Au fond, ces attentats n'ont fait que réveiller la mémoire de gens qui dormaient et n'avaient pas lu le Coran. Ou n'avaient pas voyagé: quand je traversais à 20 ans l'Asie centrale à vélo, je voyais ces manifestations de haine et de violence terrifiantes au Pakistan et en Afghanistan. J'étais alors revenu avec l'espoir que jamais cette proposition sociologique, politique, psychique, administrative et religieuse ne puisse s'exprimer en France. Or, non seulement elle s'exprime, mais elle a déjà remporté des victoires.

Par exemple sur le plan sémantique, où l'on utilise le terme de «radicaux» pour parler des djihadistes alors que le vrai terme devrait être celui d'«orthodoxes» car ils ne font que respecter ce qui est écrit dans le Coran, qui n'est certes pas un livre de développement personnel visant à amener les populations vers la compassion universelle, et dont des «extrémistes» dévoieraient le message…

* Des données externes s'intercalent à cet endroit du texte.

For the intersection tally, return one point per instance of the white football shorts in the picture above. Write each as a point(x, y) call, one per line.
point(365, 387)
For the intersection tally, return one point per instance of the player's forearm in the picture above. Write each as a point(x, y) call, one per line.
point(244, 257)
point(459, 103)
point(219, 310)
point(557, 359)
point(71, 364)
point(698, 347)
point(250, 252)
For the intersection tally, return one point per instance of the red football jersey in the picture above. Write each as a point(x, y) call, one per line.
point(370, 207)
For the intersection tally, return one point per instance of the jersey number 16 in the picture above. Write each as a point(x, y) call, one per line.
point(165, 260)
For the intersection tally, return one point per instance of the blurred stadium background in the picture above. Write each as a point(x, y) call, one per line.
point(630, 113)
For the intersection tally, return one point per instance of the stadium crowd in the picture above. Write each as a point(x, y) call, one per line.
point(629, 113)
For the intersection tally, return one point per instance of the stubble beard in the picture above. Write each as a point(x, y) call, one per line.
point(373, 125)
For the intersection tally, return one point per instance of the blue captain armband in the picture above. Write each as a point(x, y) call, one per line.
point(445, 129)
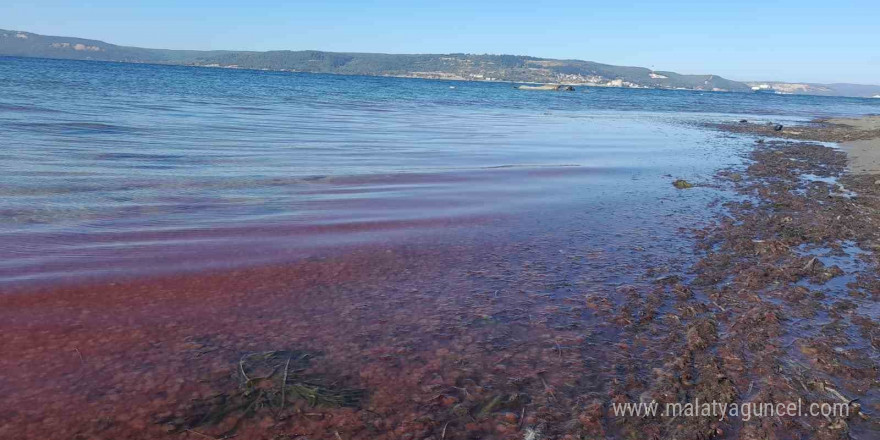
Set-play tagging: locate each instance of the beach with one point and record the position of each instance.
(421, 263)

Pour rester dans la sémantique, comment, au pays de Voltaire, Ravachol etCharlie Hebdo, en est-on arrivé à mesurer ses propos pour critiquer une religion au motif que cela relèverait du racisme? L'islam ne résume aucune race, aucun peuple, aucun pays. Il existe des musulmans ouïgours - donc chinois -, kirghizes, soudanais, maghrébins… Pas plus que critiquer Nietzsche fait de vous un germanophobe ou la pensée aristotélicienne un hellénophobe, dénoncer l'islam ne fait de vous un raciste.


Vous ne croyez pas du tout à l'existence d'un islam modéré?

L'islam modéré est du même registre que les banques populaires ou la musique militaire: c'est un oxymore.